The EMiC UA group capped off an exciting summer of activity with one more voyage: a move from our temporary offices on the third floor of the Cameron Library to a home on the second floor. After a year of renovations this new space now houses Wilfred Watson’s Fonds, serve as a space for our scanner, and provide meeting rooms for us to gather and work collaboratively on upcoming projects.

The move cements the relationship between EMiC UA and the University of Alberta Libraries (UAL). UAL’s commitment to digitization focuses on preserving the history and culture of the Canadian west. This interest stems back to 1956 when Bruce Braden Peel, Chief Librarian of the University of Alberta from 1955 to 1982, published Bibliography of the Prairie Provinces. According to Digitization Librarian Peggy Sue Ewanyshyn, this bibliography was updated ten years ago and is continuously added to as an online database called Peel’s Prairie Provinces. While this is the flagship project of the library’s digital initiatives it is by no means the only focus. Another major project is “The Sir Samuel Steele Collection.” Steele’s importance to the history of western Canada – combined with the extensive archival records left both by Steele and his family – make the collection a unique opportunity for the UAL to bring the digitization work they do to a wider public audience. While the digitization work is ongoing, the Sir Samuel Steele Collection website gives public access to Steele’s documents. This website is accompanied by a public exhibition that runs from June 1st to September 30th at the Enterprise Square Gallery in downtown Edmonton.
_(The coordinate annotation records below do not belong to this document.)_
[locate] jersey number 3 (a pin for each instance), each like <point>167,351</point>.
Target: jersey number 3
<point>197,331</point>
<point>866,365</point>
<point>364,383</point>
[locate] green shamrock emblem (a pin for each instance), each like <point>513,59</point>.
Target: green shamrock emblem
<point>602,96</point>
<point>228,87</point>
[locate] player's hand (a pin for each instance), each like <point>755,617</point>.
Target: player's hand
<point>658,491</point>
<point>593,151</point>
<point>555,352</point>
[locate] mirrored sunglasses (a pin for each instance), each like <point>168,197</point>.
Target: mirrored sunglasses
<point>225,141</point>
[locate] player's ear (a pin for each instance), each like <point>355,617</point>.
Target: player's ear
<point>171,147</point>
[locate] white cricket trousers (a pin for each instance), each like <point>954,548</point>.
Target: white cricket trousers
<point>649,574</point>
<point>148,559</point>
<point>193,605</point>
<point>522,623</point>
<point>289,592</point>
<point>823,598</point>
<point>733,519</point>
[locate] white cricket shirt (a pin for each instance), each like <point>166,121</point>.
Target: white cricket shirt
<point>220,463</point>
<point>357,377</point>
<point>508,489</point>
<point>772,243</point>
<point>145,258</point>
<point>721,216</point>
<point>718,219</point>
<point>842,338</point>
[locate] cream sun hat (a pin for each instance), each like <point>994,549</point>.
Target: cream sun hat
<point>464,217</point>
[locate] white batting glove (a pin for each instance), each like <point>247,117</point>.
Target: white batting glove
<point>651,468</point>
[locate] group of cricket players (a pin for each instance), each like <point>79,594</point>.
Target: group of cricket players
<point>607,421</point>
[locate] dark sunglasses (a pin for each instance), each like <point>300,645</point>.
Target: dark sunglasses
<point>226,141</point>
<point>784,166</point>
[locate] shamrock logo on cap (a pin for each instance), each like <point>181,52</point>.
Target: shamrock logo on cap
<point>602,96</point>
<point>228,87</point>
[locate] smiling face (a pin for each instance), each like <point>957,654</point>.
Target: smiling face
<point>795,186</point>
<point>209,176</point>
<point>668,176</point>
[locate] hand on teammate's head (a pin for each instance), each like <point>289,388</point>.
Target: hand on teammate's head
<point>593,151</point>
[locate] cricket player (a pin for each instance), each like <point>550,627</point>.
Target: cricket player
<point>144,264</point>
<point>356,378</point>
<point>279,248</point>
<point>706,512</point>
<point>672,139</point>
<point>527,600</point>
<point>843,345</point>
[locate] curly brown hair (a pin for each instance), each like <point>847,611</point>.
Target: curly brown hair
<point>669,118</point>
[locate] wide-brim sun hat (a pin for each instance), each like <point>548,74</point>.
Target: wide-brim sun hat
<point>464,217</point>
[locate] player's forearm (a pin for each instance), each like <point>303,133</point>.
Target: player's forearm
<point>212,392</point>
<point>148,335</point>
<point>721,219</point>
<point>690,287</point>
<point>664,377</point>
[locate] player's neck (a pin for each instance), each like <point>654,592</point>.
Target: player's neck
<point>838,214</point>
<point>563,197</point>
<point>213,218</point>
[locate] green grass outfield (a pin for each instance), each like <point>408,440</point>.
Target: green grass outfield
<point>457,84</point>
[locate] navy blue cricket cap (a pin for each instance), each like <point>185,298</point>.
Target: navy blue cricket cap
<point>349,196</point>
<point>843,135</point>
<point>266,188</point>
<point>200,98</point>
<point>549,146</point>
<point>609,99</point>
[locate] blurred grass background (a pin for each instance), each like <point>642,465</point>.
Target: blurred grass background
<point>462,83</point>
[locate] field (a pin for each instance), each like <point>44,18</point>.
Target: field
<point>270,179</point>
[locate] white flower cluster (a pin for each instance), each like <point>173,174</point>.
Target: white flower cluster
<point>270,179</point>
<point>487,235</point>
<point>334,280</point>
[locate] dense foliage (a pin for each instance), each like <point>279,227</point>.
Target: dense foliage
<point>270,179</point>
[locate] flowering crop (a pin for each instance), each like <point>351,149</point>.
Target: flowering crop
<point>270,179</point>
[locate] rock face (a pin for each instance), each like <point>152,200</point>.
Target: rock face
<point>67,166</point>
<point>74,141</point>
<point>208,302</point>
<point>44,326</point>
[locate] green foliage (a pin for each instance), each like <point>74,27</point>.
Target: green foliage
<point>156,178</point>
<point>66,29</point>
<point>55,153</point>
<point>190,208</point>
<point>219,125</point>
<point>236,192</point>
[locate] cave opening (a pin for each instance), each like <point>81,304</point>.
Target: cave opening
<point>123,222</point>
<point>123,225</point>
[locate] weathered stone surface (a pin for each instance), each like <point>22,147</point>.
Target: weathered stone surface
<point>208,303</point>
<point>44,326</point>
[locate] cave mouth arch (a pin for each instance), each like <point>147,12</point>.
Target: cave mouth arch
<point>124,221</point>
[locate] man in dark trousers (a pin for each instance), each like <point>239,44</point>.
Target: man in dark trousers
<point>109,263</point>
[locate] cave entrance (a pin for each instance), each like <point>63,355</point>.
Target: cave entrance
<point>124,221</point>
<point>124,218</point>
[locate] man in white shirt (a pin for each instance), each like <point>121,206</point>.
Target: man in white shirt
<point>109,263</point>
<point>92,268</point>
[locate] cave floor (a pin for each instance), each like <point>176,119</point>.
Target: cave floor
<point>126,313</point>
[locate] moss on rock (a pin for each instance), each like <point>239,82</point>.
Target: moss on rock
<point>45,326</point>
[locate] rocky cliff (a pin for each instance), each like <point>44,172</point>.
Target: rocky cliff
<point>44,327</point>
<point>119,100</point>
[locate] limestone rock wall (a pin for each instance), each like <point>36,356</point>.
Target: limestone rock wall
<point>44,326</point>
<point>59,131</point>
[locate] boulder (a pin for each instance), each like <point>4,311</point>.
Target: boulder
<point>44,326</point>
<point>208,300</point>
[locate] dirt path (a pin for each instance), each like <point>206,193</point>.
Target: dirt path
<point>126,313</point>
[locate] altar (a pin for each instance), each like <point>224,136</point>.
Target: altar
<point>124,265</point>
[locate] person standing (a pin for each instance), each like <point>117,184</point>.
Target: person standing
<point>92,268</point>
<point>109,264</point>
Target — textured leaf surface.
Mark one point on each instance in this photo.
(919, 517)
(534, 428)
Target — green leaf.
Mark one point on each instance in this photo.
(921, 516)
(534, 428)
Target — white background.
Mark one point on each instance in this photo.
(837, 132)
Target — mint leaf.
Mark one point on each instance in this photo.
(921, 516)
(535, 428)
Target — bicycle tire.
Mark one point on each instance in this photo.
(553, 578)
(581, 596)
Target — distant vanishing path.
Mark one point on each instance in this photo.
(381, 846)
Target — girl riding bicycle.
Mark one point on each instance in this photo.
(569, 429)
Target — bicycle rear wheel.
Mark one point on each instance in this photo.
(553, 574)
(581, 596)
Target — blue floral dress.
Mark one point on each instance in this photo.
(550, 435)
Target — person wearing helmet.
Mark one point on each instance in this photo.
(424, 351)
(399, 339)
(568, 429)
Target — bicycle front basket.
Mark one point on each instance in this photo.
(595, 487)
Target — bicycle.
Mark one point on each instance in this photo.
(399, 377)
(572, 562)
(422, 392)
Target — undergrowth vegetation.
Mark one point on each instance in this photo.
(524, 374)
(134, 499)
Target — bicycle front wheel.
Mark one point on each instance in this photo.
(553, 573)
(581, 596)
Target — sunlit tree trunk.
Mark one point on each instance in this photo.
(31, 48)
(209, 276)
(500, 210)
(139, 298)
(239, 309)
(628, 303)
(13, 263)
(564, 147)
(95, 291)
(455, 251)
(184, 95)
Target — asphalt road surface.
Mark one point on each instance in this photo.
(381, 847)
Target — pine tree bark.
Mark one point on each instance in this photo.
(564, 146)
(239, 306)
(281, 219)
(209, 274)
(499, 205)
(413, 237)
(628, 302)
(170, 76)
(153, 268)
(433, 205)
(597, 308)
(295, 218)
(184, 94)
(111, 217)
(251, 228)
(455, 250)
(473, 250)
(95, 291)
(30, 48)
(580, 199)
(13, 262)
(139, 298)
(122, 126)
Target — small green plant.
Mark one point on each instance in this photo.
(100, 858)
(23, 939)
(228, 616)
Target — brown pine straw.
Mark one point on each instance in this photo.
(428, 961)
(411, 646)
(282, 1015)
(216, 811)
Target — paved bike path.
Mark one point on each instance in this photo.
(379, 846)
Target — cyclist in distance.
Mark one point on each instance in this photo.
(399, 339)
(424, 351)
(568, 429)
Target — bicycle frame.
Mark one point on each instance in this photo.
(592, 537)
The use of digitization to theorize and understand the culture of the Canadian west is paramount to both the UAL and EMiC UA. What makes the EMiC UA’s presence unique is that we are a specifically literary project. While our current digitization initiative is on archival material in both the Wilfred Watson and Sheila Watson Fonds, our concurrent and upcoming projects, including Andrea Hassenbank’s “Canadian Manifestos 1910-1960,” Hannah McGregor’s “Martha Ostenso Project,” Kristin Fast’s work on Sheila Watson’s short fiction, and Vanessa Lent’s work on Wilfred Watson’s play Cockcrow and the Gulls broaden this focus. EMiC UA’s new home base in the Cameron Library will provide an ideal space from which to add to the rich and exciting digitization and preservation already undergoing at the UAL.